Outros países africanos também permanecem em alerta, especialmente pelo alto risco de transmissão e pela natureza grave da febre hemorrágica causada pelo vírus. Até agora, não há relatos da infecção em países vizinhos.
Para que um surto de Marburg seja considerado oficialmente encerrado, é necessário que nenhum novo caso seja detectado durante um período de 42 dias após o último paciente recuperado ter testado negativo em dois exames de PCR realizados com 48 horas de intervalo.
Em Ruanda, as autoridades de saúde já iniciaram esta contagem de 42 dias. Se nenhum caso adicional for registrado nesse período, a Organização Mundial da Saúde (OMS) e o Ministério da Saúde de Ruanda poderão declarar o fim do surto ainda esse ano – em 22 de dezembro.
—
Referências:
Mike Bray. Daniel S Chertow (2024). Marburg virus. In: UpToDate.
World Health Organization – WHO. Marburg virus disease – Rwanda. 23 de outubro de 2024.
Centers for Disease Control and Prevention – CDC. Marburg Outbreak in Rwanda Situation Summary. Publicado em 2 de dezembro de 2024. Acessado em 12/12/2024.
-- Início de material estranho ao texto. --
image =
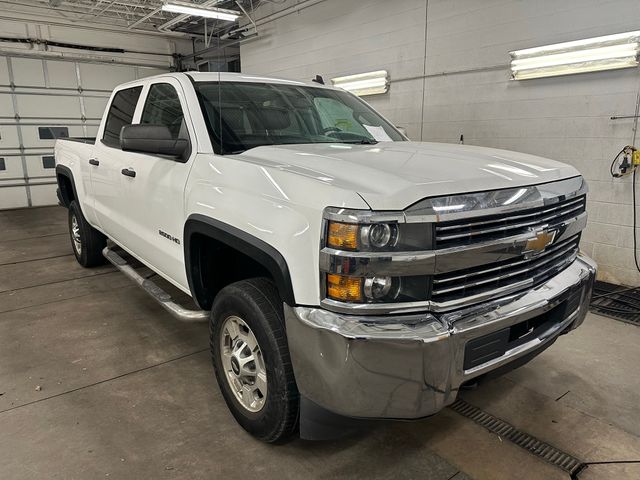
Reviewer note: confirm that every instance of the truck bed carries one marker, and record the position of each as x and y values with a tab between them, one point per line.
90	140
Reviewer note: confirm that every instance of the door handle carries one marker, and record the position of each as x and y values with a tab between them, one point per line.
128	172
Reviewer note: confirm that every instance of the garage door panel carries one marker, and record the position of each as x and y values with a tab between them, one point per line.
43	195
13	197
12	168
149	72
62	74
105	77
8	137
28	72
48	106
31	137
92	131
6	105
4	72
94	107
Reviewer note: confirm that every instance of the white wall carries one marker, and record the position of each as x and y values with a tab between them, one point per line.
464	87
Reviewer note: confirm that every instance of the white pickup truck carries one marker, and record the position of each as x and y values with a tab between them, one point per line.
346	271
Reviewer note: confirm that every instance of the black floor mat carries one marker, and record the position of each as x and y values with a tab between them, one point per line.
617	302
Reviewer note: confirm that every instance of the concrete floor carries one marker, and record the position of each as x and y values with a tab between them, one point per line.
96	381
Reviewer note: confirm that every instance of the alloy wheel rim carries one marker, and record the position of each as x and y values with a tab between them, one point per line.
75	235
243	364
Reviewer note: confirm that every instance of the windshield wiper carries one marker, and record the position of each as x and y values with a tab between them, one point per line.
364	141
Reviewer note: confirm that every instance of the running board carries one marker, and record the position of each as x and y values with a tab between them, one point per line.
157	293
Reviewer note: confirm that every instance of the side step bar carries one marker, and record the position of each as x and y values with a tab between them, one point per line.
157	293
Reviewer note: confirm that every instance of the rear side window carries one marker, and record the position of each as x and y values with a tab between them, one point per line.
120	114
163	108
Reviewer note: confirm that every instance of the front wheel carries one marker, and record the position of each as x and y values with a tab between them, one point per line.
251	359
87	243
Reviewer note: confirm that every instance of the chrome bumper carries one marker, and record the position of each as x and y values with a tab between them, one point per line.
412	366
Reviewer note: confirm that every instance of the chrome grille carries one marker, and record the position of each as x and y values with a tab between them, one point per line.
468	232
503	277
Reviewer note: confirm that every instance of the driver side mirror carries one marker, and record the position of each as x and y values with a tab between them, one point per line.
154	139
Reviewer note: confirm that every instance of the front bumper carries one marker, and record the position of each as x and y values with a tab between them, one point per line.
412	366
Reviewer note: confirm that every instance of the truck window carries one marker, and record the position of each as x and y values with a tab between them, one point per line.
120	114
245	115
162	107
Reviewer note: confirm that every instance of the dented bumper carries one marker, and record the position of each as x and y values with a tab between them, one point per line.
411	366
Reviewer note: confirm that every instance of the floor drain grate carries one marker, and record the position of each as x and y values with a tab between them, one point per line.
548	453
617	302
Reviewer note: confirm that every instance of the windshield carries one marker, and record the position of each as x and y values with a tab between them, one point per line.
243	115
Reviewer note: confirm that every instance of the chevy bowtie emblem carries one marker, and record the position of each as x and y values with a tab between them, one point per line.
542	240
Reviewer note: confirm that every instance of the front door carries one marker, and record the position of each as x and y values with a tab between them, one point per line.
106	164
154	188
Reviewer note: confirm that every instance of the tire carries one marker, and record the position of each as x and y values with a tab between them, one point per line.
256	303
87	243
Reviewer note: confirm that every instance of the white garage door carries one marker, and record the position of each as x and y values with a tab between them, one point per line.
39	101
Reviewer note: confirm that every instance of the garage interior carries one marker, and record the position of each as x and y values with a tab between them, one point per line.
98	381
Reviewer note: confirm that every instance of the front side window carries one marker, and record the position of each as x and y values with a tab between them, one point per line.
120	114
163	108
243	115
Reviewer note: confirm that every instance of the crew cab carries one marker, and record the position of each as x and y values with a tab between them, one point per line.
345	271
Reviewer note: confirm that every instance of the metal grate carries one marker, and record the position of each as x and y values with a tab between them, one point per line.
548	453
617	302
482	229
513	272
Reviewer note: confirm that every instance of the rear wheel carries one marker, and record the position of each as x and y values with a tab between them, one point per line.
87	243
251	359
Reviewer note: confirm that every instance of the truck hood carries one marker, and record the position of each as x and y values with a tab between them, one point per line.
394	175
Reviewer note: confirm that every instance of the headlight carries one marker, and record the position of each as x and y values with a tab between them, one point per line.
353	239
379	235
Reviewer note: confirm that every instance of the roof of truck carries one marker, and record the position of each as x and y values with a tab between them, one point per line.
228	77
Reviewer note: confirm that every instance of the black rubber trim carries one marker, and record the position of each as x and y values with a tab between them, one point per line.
245	243
63	171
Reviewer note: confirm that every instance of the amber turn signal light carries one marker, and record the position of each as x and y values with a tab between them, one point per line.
343	288
342	235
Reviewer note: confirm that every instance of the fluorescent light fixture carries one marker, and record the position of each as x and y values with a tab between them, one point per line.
193	9
370	83
589	55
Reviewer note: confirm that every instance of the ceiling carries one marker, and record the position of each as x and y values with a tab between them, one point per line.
138	15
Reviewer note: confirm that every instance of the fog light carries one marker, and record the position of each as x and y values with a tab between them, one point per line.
343	288
376	288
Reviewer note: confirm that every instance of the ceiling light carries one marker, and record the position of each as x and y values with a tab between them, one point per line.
370	83
589	55
192	9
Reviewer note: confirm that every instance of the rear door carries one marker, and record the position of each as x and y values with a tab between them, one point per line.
107	161
155	195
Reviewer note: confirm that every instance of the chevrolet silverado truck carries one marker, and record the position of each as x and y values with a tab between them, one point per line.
345	271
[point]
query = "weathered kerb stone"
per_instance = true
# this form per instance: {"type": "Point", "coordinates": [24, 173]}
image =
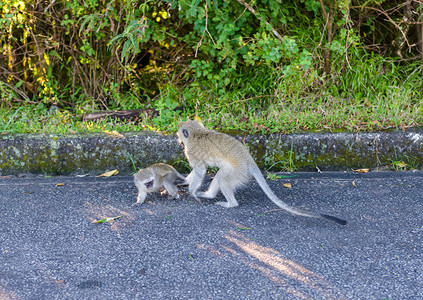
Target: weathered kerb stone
{"type": "Point", "coordinates": [95, 153]}
{"type": "Point", "coordinates": [82, 154]}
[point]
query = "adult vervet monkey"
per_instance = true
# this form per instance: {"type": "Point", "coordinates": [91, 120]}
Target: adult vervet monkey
{"type": "Point", "coordinates": [155, 177]}
{"type": "Point", "coordinates": [204, 148]}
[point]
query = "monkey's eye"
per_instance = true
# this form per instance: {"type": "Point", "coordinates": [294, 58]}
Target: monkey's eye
{"type": "Point", "coordinates": [149, 184]}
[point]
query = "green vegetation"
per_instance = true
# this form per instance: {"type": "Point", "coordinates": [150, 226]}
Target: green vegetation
{"type": "Point", "coordinates": [259, 66]}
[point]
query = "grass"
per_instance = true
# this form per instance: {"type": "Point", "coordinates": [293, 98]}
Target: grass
{"type": "Point", "coordinates": [373, 94]}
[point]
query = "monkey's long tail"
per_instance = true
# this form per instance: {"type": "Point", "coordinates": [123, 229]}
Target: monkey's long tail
{"type": "Point", "coordinates": [263, 184]}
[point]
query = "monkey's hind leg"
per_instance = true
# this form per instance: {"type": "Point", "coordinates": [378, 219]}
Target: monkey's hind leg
{"type": "Point", "coordinates": [196, 179]}
{"type": "Point", "coordinates": [212, 190]}
{"type": "Point", "coordinates": [224, 180]}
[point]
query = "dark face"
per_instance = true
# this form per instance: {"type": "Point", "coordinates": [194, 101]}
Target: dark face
{"type": "Point", "coordinates": [149, 185]}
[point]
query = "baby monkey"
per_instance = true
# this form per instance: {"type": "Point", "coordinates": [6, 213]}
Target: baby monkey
{"type": "Point", "coordinates": [155, 177]}
{"type": "Point", "coordinates": [204, 148]}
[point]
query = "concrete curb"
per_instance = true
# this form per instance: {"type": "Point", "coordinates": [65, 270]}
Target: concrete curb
{"type": "Point", "coordinates": [96, 153]}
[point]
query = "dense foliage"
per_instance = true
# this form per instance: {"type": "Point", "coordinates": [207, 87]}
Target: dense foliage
{"type": "Point", "coordinates": [124, 54]}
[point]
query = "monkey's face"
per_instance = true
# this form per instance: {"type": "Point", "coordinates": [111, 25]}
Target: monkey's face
{"type": "Point", "coordinates": [149, 184]}
{"type": "Point", "coordinates": [186, 129]}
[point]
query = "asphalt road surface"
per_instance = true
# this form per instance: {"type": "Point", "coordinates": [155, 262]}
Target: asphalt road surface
{"type": "Point", "coordinates": [182, 249]}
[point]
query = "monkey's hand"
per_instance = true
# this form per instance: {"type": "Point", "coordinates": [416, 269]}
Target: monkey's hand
{"type": "Point", "coordinates": [225, 204]}
{"type": "Point", "coordinates": [195, 197]}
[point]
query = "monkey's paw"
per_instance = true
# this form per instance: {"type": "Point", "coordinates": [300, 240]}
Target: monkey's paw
{"type": "Point", "coordinates": [226, 204]}
{"type": "Point", "coordinates": [204, 195]}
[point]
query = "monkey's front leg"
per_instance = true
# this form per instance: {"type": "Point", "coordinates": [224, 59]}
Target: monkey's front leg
{"type": "Point", "coordinates": [140, 198]}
Rwanda Biomedical Centre (RBC) – MARBURG Virus Information. Stop the MARBURG VIRUS. Weekly update. 29 November – 6 December 2024. https://rbc.gov.rw/marburg/
Kortepeter MG, Dierberg K, Shenoy ES, Cieslak TJ; Medical Countermeasures Working Group of the National Ebola Training and Education Center’s (NETEC) Special Pathogens Research Network (SPRN). Marburg virus disease: A summary for clinicians. Int J Infect Dis. 2020 Oct;99:233-242. doi: 10.1016/j.ijid.2020.07.042. Epub 2020 Aug 3. PMID: 32758690; PMCID: PMC7397931.